Dataset should be prepared as two pickle files, encoded windowed-EHR and the dictionary for encoded medical concepts in the EHR. Example formats of the data are provided in data/.
- Encoded windowed-EHR: This is a list of windowed-EHR where each window contains multiple medical concepts. For example, [["concept A", "concept B"], ["Concept A", "Concept C", "Concept D"], ...]. No need to deliminate different patients or windows since we only utilize co-occurrence of the concepts in the same window. All concepts must be encoded with corresponding integer.

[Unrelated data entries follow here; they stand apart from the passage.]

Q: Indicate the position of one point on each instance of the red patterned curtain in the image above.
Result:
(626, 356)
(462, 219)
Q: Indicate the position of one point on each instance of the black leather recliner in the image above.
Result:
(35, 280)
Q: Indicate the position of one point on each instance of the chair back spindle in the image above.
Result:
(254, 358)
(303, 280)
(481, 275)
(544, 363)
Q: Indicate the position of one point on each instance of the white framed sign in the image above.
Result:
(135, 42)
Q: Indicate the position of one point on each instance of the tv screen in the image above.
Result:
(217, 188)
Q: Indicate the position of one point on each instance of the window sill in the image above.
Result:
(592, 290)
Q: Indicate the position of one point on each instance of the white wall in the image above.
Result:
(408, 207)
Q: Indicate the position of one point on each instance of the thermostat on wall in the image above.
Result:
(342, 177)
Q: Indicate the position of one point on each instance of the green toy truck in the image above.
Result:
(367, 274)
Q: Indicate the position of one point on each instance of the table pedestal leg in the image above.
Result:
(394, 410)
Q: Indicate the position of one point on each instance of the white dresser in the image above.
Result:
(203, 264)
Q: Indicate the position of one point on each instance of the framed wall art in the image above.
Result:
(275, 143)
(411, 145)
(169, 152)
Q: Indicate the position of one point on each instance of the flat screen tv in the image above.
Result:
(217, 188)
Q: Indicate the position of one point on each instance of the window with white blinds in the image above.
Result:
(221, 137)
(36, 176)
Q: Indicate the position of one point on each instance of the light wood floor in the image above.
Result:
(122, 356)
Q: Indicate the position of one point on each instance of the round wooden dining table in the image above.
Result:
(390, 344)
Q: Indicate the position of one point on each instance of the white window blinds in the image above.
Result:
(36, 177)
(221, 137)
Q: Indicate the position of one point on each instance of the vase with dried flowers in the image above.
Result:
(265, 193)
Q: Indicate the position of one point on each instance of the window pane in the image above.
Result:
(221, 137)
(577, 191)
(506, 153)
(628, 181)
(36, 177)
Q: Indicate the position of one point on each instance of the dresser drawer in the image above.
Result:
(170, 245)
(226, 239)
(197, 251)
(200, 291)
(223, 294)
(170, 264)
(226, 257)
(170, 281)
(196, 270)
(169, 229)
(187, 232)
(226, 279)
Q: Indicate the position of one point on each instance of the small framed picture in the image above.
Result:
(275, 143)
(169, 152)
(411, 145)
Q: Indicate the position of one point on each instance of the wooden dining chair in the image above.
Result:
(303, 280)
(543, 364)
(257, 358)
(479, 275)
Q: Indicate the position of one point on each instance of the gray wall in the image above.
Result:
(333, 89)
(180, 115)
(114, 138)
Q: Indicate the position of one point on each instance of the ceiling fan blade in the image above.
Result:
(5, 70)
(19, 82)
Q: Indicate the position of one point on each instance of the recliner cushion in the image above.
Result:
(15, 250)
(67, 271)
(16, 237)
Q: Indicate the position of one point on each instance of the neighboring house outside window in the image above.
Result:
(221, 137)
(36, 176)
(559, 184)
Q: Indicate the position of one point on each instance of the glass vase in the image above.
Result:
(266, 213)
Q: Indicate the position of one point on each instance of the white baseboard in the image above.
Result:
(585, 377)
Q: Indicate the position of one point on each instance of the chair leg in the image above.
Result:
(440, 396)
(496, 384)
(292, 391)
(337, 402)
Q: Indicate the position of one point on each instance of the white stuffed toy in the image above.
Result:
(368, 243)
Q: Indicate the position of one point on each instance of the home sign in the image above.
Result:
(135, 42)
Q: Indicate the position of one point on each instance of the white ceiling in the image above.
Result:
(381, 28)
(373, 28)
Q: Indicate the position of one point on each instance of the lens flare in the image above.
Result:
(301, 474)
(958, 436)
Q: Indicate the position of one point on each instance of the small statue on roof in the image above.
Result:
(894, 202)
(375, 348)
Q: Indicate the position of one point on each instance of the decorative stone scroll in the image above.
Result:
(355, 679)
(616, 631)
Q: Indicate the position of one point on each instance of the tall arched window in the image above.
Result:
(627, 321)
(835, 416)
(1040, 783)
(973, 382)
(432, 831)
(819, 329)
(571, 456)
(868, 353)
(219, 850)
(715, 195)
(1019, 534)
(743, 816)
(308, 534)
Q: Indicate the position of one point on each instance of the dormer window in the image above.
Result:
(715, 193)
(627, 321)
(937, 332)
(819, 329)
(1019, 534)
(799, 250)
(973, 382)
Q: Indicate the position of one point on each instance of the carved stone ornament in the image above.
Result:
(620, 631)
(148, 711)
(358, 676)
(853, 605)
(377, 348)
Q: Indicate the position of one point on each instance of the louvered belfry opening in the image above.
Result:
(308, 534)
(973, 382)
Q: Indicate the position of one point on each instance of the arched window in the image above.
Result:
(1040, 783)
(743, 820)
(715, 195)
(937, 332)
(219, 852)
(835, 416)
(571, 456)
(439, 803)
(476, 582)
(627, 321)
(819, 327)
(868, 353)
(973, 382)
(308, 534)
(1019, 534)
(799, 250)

- Concept2id: This is a mapping dictionary for encoded medical concepts in the EHR. For example, if we encoded "Concept A" to integer 0 and "Concept B" to 1, concept2id will look like {0 : "Concept A", 1 : "Concept B"}.
-
Install Python 3.5.2 and all packages in the requirements.txt.
-
Prepare dataset.
-
Start training
python src/GloVe.py --input_record <"path of the EHR dataset"> --input_concept2id <"path of the concept2id"> --output <"output path"> --dim <"dimensionality of the embedding"> --batch_size <"batch size for training"> --num_epochs <"training epochs"> --learning_rate <"learning rate for optimizer">
You can check descriptions and the default settings of hyperparameters at help.

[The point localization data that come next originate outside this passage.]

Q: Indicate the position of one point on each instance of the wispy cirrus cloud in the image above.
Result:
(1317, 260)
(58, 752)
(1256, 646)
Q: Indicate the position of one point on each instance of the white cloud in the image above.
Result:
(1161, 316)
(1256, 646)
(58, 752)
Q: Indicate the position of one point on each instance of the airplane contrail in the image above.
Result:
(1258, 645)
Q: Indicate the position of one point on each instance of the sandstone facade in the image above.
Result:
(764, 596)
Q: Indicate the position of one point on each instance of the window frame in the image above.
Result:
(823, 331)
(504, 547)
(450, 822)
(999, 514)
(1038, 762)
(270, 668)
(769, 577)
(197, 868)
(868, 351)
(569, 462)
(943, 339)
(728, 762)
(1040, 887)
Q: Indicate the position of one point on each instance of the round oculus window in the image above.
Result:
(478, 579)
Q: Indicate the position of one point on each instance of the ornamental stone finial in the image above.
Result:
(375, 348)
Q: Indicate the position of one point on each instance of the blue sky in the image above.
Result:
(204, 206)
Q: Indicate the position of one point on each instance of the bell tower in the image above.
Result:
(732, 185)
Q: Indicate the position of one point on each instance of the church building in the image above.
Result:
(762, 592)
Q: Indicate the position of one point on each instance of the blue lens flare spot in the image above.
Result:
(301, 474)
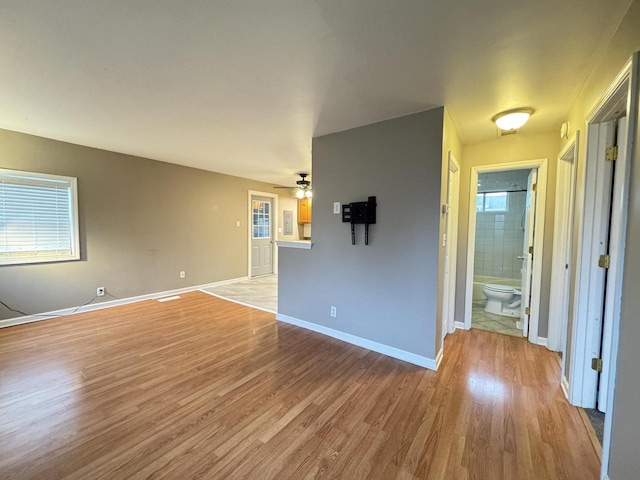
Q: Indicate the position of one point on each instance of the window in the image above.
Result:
(38, 218)
(261, 219)
(492, 202)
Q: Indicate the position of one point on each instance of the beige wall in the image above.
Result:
(625, 435)
(450, 143)
(509, 149)
(141, 222)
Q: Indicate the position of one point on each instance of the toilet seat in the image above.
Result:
(499, 288)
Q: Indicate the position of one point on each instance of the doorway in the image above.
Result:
(505, 227)
(493, 199)
(451, 247)
(601, 219)
(262, 224)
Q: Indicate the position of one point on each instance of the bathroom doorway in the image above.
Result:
(503, 209)
(504, 258)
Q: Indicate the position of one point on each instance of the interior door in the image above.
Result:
(527, 250)
(261, 236)
(611, 293)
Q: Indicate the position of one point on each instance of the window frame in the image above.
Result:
(32, 178)
(484, 202)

python src/Glove.py --help
-
Install Python 3.5.2 and all packages in the requirements.txt.
-
Prepare dataset.
-
Start training
python src/skipgram.py --input_record <"path of the EHR dataset"> --input_concept2id <"path of the concept2id"> --output <"output path"> --dim <"dimensionality of the embedding"> --batch_size <"batch size for training"> --num_epochs <"training epochs"> --learning_rate <"learning rate for optimizer">
You can check descriptions and the default settings of hyperparameters at help.
python src/skipgram.py --help
The data containing protected health information have been removed from all publicly available materials.